Posted on May 4, 2008 - by Elliott
The Importance of Student Design Competitions
I surf over to the UNR website every couple of days. I like to stay in the loop on the big UNR news.
Today, when stopped by, I read that the UNR Concrete Canoe team took first place at the ASCE Mid Pacific Conference at UC Davis. (Sorry, there were a lot of links in that last sentence. As a new blogger I am trying to balance giving information with not making a whole sentence hyperlinked.)
First off, congratulations to the crew at UNR. This is quite an accomplishment. The Mid Pacific region has one of the toughest competitors in the nation: UC Berkeley. They have represented the region 15 times at nationals. Of those 15 finishes, the have only once appeared outside the top 10. They are only one of four schools with back to back first place finishes and the only school to do this twice. All other amazing stats regarding Berkeley can be found here.
Second off, the rise of the UNR Canoe team is simply amazing. The Canoe Team did not exist three years ago. The last time UNR competed was sometime in the mid to late 90s. In three years they have come from non existence, to going to nationals three consecutive years in a row, placing 3rd in 2007. For more on the rise of UNR, go over to http://www.nevadacanoe.com/.
Mid-Pac has produced other canoe powerhouses such as Sacramento (stats, website), and Davis. For UNR to compete so successfully against this level of competition just adds to the legend. (All of these sites have been obtained from concretecanoe.org, an obsessively updated canoe website.)

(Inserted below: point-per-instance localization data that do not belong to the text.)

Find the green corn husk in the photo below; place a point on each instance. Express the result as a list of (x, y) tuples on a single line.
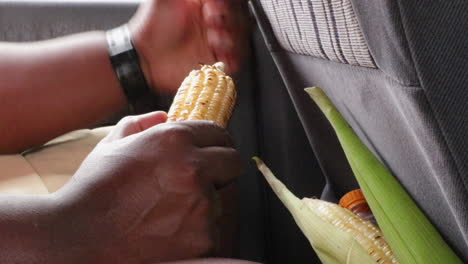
[(332, 245), (412, 237)]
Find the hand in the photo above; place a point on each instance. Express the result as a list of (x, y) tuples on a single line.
[(145, 193), (174, 36)]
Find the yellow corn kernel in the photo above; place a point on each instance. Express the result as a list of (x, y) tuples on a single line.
[(206, 94), (365, 233)]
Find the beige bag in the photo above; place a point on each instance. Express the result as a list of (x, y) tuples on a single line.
[(46, 169)]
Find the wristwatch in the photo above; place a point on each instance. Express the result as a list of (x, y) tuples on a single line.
[(126, 63)]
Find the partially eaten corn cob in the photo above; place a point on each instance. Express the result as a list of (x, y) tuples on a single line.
[(335, 233), (409, 232), (206, 94)]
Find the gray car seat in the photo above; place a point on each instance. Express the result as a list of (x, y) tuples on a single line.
[(397, 70), (394, 68)]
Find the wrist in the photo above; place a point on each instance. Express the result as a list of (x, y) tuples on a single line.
[(138, 43), (127, 64)]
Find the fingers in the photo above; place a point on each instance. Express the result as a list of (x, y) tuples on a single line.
[(221, 165), (226, 22), (197, 133), (207, 134), (130, 125)]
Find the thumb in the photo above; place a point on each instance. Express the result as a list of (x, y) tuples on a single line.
[(151, 119), (130, 125)]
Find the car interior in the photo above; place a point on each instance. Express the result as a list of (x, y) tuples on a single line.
[(395, 69)]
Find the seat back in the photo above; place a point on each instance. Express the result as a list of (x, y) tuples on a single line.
[(397, 72)]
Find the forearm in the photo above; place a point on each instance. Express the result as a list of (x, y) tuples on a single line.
[(25, 228), (51, 87)]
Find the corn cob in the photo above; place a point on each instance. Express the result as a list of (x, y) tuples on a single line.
[(335, 233), (411, 235), (206, 94)]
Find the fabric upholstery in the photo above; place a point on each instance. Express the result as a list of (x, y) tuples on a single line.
[(410, 111), (320, 28)]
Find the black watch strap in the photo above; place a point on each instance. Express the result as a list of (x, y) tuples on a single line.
[(126, 63)]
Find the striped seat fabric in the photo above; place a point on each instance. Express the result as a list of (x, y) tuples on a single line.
[(327, 29)]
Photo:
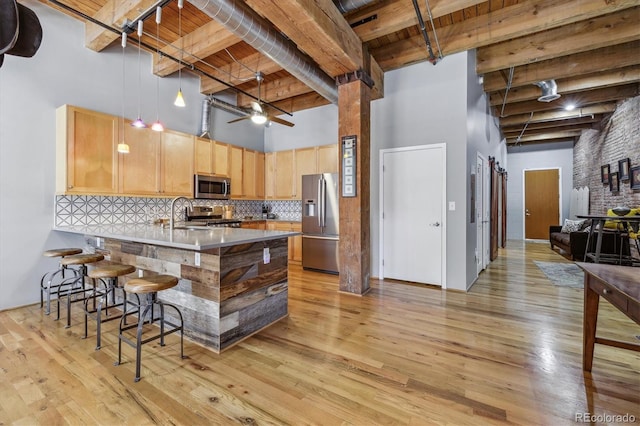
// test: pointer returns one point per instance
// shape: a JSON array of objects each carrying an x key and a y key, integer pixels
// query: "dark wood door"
[{"x": 541, "y": 201}]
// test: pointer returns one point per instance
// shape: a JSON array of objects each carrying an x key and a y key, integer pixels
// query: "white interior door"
[{"x": 413, "y": 214}]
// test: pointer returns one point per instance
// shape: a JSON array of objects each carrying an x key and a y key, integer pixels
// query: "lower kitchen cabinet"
[{"x": 295, "y": 243}]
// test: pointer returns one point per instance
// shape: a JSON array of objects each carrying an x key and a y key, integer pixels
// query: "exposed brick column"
[{"x": 354, "y": 113}]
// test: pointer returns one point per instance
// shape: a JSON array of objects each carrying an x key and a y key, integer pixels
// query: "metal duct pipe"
[
  {"x": 243, "y": 22},
  {"x": 204, "y": 117},
  {"x": 345, "y": 6},
  {"x": 549, "y": 90}
]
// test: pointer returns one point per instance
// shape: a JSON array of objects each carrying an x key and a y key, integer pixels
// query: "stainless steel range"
[{"x": 210, "y": 216}]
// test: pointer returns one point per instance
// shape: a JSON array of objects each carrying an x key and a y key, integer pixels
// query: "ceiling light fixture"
[
  {"x": 549, "y": 90},
  {"x": 138, "y": 121},
  {"x": 122, "y": 146},
  {"x": 258, "y": 117},
  {"x": 158, "y": 126},
  {"x": 179, "y": 102}
]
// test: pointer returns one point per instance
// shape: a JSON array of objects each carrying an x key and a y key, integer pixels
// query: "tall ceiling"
[{"x": 590, "y": 48}]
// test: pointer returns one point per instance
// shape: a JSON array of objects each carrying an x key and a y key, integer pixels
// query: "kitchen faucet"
[{"x": 173, "y": 203}]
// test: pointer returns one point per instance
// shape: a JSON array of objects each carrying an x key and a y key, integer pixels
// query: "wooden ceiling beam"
[
  {"x": 543, "y": 116},
  {"x": 530, "y": 130},
  {"x": 598, "y": 60},
  {"x": 545, "y": 125},
  {"x": 546, "y": 137},
  {"x": 113, "y": 13},
  {"x": 205, "y": 41},
  {"x": 235, "y": 72},
  {"x": 570, "y": 85},
  {"x": 587, "y": 97},
  {"x": 300, "y": 103},
  {"x": 603, "y": 31},
  {"x": 396, "y": 15},
  {"x": 504, "y": 24},
  {"x": 275, "y": 90},
  {"x": 318, "y": 28}
]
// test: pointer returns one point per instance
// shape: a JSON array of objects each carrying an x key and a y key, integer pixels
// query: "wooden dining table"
[{"x": 619, "y": 285}]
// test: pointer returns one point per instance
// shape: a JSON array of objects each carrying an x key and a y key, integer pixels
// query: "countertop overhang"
[{"x": 200, "y": 239}]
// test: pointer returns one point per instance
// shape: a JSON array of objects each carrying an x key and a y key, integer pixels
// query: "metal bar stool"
[
  {"x": 47, "y": 282},
  {"x": 149, "y": 287},
  {"x": 108, "y": 274},
  {"x": 75, "y": 287}
]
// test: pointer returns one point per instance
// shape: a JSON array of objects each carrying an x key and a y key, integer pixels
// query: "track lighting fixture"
[
  {"x": 179, "y": 102},
  {"x": 138, "y": 121},
  {"x": 122, "y": 146}
]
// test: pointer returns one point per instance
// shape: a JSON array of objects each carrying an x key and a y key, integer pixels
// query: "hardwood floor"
[{"x": 508, "y": 351}]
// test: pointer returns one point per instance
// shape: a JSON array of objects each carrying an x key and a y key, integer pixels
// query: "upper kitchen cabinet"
[
  {"x": 328, "y": 158},
  {"x": 236, "y": 155},
  {"x": 86, "y": 156},
  {"x": 140, "y": 168},
  {"x": 305, "y": 160},
  {"x": 211, "y": 157},
  {"x": 269, "y": 175},
  {"x": 176, "y": 164},
  {"x": 253, "y": 174}
]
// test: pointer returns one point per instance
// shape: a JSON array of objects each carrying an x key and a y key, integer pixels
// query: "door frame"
[
  {"x": 524, "y": 197},
  {"x": 443, "y": 202}
]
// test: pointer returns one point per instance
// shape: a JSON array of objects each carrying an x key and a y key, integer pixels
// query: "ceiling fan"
[{"x": 258, "y": 114}]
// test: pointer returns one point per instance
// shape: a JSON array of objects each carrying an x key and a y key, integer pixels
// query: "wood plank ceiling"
[{"x": 590, "y": 48}]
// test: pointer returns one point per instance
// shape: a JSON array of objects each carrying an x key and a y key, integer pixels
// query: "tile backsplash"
[{"x": 97, "y": 210}]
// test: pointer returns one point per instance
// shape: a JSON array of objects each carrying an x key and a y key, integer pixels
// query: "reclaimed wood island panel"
[{"x": 226, "y": 290}]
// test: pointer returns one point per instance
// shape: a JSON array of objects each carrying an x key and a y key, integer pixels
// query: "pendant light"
[
  {"x": 122, "y": 146},
  {"x": 138, "y": 121},
  {"x": 179, "y": 99},
  {"x": 157, "y": 126}
]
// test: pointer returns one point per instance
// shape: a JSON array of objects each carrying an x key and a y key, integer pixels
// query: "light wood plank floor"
[{"x": 509, "y": 351}]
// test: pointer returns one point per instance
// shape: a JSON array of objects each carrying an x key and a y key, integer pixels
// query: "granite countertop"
[{"x": 192, "y": 239}]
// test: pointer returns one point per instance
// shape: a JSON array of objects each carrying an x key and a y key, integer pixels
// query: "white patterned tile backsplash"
[{"x": 97, "y": 210}]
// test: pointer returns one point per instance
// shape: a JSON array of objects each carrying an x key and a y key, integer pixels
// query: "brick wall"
[{"x": 618, "y": 138}]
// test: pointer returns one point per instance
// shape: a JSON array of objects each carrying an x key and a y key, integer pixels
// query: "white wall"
[
  {"x": 423, "y": 104},
  {"x": 63, "y": 71},
  {"x": 483, "y": 136},
  {"x": 537, "y": 156}
]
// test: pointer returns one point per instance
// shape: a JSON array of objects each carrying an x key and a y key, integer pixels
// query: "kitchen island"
[{"x": 233, "y": 282}]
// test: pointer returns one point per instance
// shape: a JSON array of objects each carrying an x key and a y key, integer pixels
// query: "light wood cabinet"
[
  {"x": 211, "y": 157},
  {"x": 86, "y": 151},
  {"x": 294, "y": 243},
  {"x": 269, "y": 175},
  {"x": 176, "y": 163},
  {"x": 140, "y": 168},
  {"x": 236, "y": 154},
  {"x": 305, "y": 164},
  {"x": 284, "y": 175},
  {"x": 254, "y": 224},
  {"x": 328, "y": 158},
  {"x": 249, "y": 173},
  {"x": 260, "y": 192},
  {"x": 203, "y": 157},
  {"x": 221, "y": 159}
]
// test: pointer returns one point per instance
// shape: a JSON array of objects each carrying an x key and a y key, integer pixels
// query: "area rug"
[{"x": 562, "y": 274}]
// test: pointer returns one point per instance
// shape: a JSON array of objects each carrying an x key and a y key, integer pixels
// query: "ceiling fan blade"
[
  {"x": 239, "y": 119},
  {"x": 256, "y": 106},
  {"x": 281, "y": 121}
]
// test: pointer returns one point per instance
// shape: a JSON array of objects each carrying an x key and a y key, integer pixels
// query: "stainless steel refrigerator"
[{"x": 320, "y": 222}]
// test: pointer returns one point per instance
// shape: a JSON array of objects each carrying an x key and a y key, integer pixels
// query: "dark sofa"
[{"x": 575, "y": 243}]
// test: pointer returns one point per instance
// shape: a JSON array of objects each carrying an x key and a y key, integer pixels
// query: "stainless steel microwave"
[{"x": 211, "y": 187}]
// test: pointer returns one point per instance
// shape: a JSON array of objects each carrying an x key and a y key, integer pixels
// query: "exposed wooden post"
[{"x": 354, "y": 113}]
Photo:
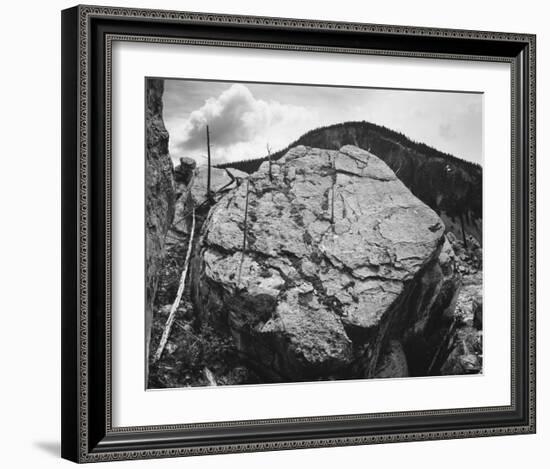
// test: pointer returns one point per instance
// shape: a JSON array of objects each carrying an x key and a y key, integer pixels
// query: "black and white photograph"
[{"x": 300, "y": 233}]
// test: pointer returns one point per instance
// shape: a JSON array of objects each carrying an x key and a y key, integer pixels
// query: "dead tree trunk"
[
  {"x": 269, "y": 159},
  {"x": 175, "y": 305},
  {"x": 244, "y": 234},
  {"x": 208, "y": 192},
  {"x": 463, "y": 231}
]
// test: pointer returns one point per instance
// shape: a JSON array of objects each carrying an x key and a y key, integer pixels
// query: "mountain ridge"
[{"x": 449, "y": 185}]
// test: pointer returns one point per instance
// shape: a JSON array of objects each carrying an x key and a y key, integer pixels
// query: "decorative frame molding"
[{"x": 88, "y": 34}]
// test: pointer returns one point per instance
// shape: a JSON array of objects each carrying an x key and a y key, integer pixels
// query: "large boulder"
[{"x": 339, "y": 259}]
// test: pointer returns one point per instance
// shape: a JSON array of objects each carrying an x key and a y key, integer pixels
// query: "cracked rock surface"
[{"x": 340, "y": 259}]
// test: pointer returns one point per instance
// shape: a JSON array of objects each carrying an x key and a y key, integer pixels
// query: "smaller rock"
[
  {"x": 465, "y": 356},
  {"x": 393, "y": 362},
  {"x": 477, "y": 307},
  {"x": 184, "y": 172}
]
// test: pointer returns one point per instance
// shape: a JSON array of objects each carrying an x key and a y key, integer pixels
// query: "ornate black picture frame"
[{"x": 88, "y": 33}]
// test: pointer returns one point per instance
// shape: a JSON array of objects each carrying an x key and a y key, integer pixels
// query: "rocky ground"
[{"x": 316, "y": 283}]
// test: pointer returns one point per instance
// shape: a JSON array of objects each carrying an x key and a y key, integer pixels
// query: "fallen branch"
[
  {"x": 244, "y": 233},
  {"x": 175, "y": 305},
  {"x": 210, "y": 377}
]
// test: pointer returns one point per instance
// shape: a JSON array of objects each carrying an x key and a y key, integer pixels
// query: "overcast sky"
[{"x": 244, "y": 117}]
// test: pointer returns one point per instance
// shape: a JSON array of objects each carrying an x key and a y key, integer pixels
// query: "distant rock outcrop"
[
  {"x": 159, "y": 200},
  {"x": 343, "y": 268}
]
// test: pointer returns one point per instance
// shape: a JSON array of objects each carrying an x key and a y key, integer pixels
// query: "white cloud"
[{"x": 240, "y": 126}]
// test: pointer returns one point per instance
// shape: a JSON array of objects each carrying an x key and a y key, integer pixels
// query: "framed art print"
[{"x": 283, "y": 233}]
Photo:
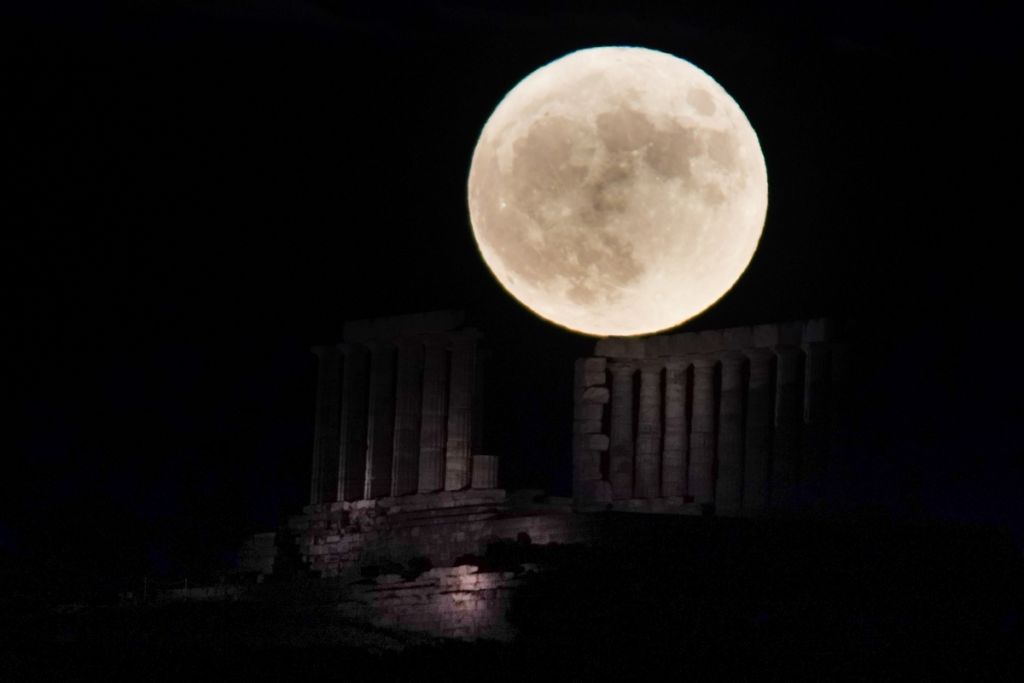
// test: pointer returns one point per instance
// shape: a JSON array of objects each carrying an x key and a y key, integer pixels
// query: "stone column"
[
  {"x": 380, "y": 426},
  {"x": 814, "y": 443},
  {"x": 757, "y": 452},
  {"x": 434, "y": 410},
  {"x": 484, "y": 471},
  {"x": 648, "y": 449},
  {"x": 729, "y": 484},
  {"x": 701, "y": 476},
  {"x": 676, "y": 444},
  {"x": 325, "y": 470},
  {"x": 788, "y": 416},
  {"x": 409, "y": 394},
  {"x": 590, "y": 443},
  {"x": 621, "y": 441},
  {"x": 458, "y": 457},
  {"x": 352, "y": 443}
]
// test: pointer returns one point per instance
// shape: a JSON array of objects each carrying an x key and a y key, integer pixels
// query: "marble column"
[
  {"x": 676, "y": 445},
  {"x": 325, "y": 470},
  {"x": 380, "y": 425},
  {"x": 815, "y": 412},
  {"x": 433, "y": 412},
  {"x": 621, "y": 428},
  {"x": 701, "y": 471},
  {"x": 788, "y": 417},
  {"x": 757, "y": 450},
  {"x": 409, "y": 394},
  {"x": 648, "y": 449},
  {"x": 729, "y": 481},
  {"x": 352, "y": 442},
  {"x": 458, "y": 456}
]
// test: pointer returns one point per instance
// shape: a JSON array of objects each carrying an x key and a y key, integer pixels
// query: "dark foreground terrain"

I cannot emphasize how important student competitions like Concrete Canoe are in the education of undergraduate students. I participated in the Steel Bridge competition for two years while at UNR. I gained many skills that I could never have gathered in the classroom. Not to say that my education was lacking content (quite the opposite), but there are some things best learned in a collaborative, self motivated, student run environment like a design competition.
Some of the best times I had in college were in the bottom of the structures laboratory learning how hard a true pin connection is to fabricate. Without steel bridge, I would have never have learned how to weld, use a chop saw, lay out steel from a self generated set of shop drawings, and maybe most importantly, I would have never seen what a bearing failure in a connection looked like (or how to fix it).
Bottom line, if you are a student, get involved! Steel bridge, concrete canoe, water treatment, anything. While giving a little back, you will get so much more in return.